Januari 2002, 12 tahun yang lalu...

Joshua, 4 tahun

Hari ini mendung. Aku berdiri di pojok kelas, membereskan mainan yang tadi kupakai sendirian pelan-pelan sambil memandang ke luar jendela. Sedihnya, setiap hari selalu begini. Teman-teman yang lain pasti sedang asyik bermain bola bersama, sedangkan aku cuma bisa menunggu di kelas atau di teras sampai kami disuruh kembali ke asrama.

Aku juga ingin main bersama yang lain.

Tapi, mereka nggak suka padaku. Baik anak-anak cowok maupun anak-anak cewek, semuanya selalu mengejekku. Padahal, Bu Hana sudah menegur mereka. Tapi, bukannya membaik, mereka malah makin parah dan mengataiku tukang lapor, walaupun aku nggak pernah melapor sama sekali.

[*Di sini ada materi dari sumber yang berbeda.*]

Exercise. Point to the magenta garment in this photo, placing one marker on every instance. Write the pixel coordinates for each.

Aku keluar dari kelas dan langsung melihat anak-anak sedang bermain bola dengan seru. Lagi-lagi, aku cuma bisa duduk di teras. Beberapa anak cewek juga duduk di teras, tapi mereka sedang mengobrol, dan mereka anak-anak yang menyeramkan, jadi aku memilih tempat paling jauh agar mereka tidak melihatku.

Ternyata, hari ini ada anak lain yang juga sedang duduk sendirian di bagian paling pojok teras.

Seorang anak cewek. Hm... siapa, ya? Rasanya aku belum pernah lihat. Rambutnya panjang dan dikepang cantik. Kulitnya putih bersih dan matanya besar. Sepertinya nggak ada anak seperti itu sebelumnya. Apa dia anak baru? Kenapa nggak main dengan yang lain? Apa dia juga sering diejek sepertiku?

Tapi nggak mungkin, kan? Dia cantik sekali... untuk apa dia diejek?

Aku duduk agak jauh darinya, tapi sebenarnya aku penasaran. Kalau aku mengajaknya ngobrol sekarang, saat dia masih belum kenal siapa-siapa, mungkin aku bisa berteman dengannya? Tapi, kalau dia juga mengejekku bagaimana? Tapi... anak yang cantik seharusnya baik juga, nggak, sih?

"A-anu..."

BUAK!!!

Aku melompat kaget. Apa itu barusan? Aku nggak sadar apa yang terjadi. Pokoknya, tiba-tiba anak cewek yang cantik itu sudah berdiri dengan wajah merah padam, sebuah bola di tangannya. Ia kelihatan marah banget.

Uh oh... apa anak-anak cowok itu melempar bola ke arahnya? Apa barusan wajahnya terkena bola? Apa dia akan menangis karena diganggu sepertiku? Apa...

"HEI! MAINNYA LIHAT-LIHAT, DONG! SAKIT, TAHU!"

Aku hanya bisa melongo saat anak cewek itu malah melempar balik bola di tangannya dengan keras ke Antoni hingga mengenai dadanya.

Luar biasa...

Keren. Anak ini keren banget.

"Aduh!" Antoni berteriak. "Siapa, sih! Galak banget! Aku panggilin Pak Mardi, loh!"

"Bilang aja! Pak Mardi pasti belain April, kok!"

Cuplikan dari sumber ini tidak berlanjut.